Heath heaved a loud sigh, as though blowing out a windstorm of emotions, and said, “All this time I thought my mother didn’t want me, but it turned out the culprit was the man who fathered me.  At least now I’ve been able to clear her name in my heart.”

“And do you blame me?”  The words hung in the air as soon as Mr.

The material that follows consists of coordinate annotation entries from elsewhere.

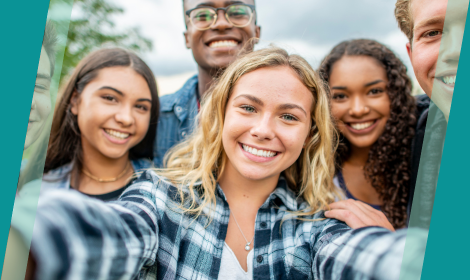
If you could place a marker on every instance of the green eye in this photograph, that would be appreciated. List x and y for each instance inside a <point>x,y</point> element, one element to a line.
<point>249,109</point>
<point>289,118</point>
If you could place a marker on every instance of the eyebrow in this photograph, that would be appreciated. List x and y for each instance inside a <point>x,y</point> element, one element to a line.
<point>113,89</point>
<point>374,82</point>
<point>430,21</point>
<point>291,106</point>
<point>252,98</point>
<point>120,93</point>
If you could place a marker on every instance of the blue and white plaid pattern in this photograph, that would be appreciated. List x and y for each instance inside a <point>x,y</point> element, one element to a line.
<point>146,236</point>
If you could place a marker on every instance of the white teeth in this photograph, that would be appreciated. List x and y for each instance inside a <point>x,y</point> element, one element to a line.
<point>260,153</point>
<point>449,80</point>
<point>222,44</point>
<point>361,126</point>
<point>117,134</point>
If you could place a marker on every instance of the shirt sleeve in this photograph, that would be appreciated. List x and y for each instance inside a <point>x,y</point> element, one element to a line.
<point>365,253</point>
<point>76,237</point>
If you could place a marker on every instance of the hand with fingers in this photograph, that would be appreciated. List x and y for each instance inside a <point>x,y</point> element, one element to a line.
<point>357,214</point>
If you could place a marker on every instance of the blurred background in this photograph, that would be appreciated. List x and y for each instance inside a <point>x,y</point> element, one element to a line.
<point>154,29</point>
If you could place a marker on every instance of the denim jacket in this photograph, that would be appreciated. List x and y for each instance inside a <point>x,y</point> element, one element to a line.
<point>178,113</point>
<point>144,235</point>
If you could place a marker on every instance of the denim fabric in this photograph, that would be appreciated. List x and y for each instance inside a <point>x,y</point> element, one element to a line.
<point>178,113</point>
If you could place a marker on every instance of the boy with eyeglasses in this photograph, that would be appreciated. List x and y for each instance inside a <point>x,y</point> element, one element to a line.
<point>217,30</point>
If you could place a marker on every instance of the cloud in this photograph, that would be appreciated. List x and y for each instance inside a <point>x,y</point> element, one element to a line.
<point>307,27</point>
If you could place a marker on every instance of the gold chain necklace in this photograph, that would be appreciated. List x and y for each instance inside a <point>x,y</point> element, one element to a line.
<point>107,180</point>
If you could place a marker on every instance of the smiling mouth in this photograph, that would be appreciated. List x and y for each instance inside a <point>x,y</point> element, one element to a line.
<point>223,44</point>
<point>362,125</point>
<point>448,80</point>
<point>116,134</point>
<point>259,153</point>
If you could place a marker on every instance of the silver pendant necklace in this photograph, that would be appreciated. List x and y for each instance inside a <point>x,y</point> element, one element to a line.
<point>247,245</point>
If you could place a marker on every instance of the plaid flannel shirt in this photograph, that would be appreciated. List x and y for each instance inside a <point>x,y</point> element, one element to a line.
<point>145,236</point>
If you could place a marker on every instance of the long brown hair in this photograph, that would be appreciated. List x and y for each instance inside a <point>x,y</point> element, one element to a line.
<point>65,143</point>
<point>388,165</point>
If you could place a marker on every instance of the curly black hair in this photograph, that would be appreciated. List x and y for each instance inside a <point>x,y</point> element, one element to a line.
<point>388,164</point>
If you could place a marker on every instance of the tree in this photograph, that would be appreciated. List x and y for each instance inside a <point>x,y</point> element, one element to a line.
<point>93,27</point>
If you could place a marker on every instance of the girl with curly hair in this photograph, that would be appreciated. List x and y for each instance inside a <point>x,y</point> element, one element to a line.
<point>375,113</point>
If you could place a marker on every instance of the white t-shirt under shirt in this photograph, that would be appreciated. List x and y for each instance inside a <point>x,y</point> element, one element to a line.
<point>230,268</point>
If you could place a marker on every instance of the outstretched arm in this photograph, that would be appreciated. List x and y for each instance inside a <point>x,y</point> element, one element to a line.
<point>365,253</point>
<point>76,237</point>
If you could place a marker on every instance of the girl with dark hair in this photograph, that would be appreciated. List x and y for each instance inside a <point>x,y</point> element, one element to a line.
<point>375,113</point>
<point>104,126</point>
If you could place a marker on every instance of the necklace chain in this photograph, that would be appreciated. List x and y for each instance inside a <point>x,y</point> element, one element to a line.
<point>107,180</point>
<point>247,245</point>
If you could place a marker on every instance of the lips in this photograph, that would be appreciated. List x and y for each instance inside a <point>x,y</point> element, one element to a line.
<point>362,127</point>
<point>259,152</point>
<point>117,134</point>
<point>222,42</point>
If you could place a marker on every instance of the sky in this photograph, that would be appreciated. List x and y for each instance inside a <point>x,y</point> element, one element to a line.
<point>310,28</point>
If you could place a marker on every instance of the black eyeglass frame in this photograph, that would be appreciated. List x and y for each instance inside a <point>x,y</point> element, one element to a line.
<point>216,13</point>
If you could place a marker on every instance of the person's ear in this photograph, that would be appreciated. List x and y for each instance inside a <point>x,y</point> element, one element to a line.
<point>186,39</point>
<point>74,102</point>
<point>257,32</point>
<point>408,50</point>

Cantin spoke them.  He held his breath.

“No.”  Heath shook his head and met Cantin’s gaze.  “I’ve long ago stopped blaming anyone.  I have the answers to questions I believed would never be possible to answer, but it doesn’t change what’s already been done.”

“Then,” Cantin looked at Heath, hope shining in his face, “Is it at all possible for me to hug you?”

At Heath’s nod, the grandfather embraced the grandson, and the rest of us took it as a cue to give them some privacy.

Outside the room, the thieves turned to me.  “You knew about this all along?” Stan said, still shocked by the turn of events.

I tilted my head slightly, giving affirmation.  “I recognized the genetic similarities and made a hypothesis.”

“Heath seems to be taking it well,” Tony commented.  “He’s seemed to have accepted it without much of a fight.  If it were me, I probably would have locked myself in my room for days from the shock.  But then again, Heath is always calm and accepting of whatever life throws his way.”

“On the outside at least,” Marcus said.  He looked anxious.  “Knowing Heath, he just doesn’t want to make anyone worry, including the man who just claimed to be his grandfather.  But on the inside, I know he’s probably screaming.  Because if that DNA test confirms that he’s a Cantin, it means life as he knows it will never be the same.”

“But it means he’ll be a rich kid and heir to Fragrance Stop,” Stan protested.  “That’s all good.”

“Whether that’s good,” Marcus murmured, “is yet to be determined.”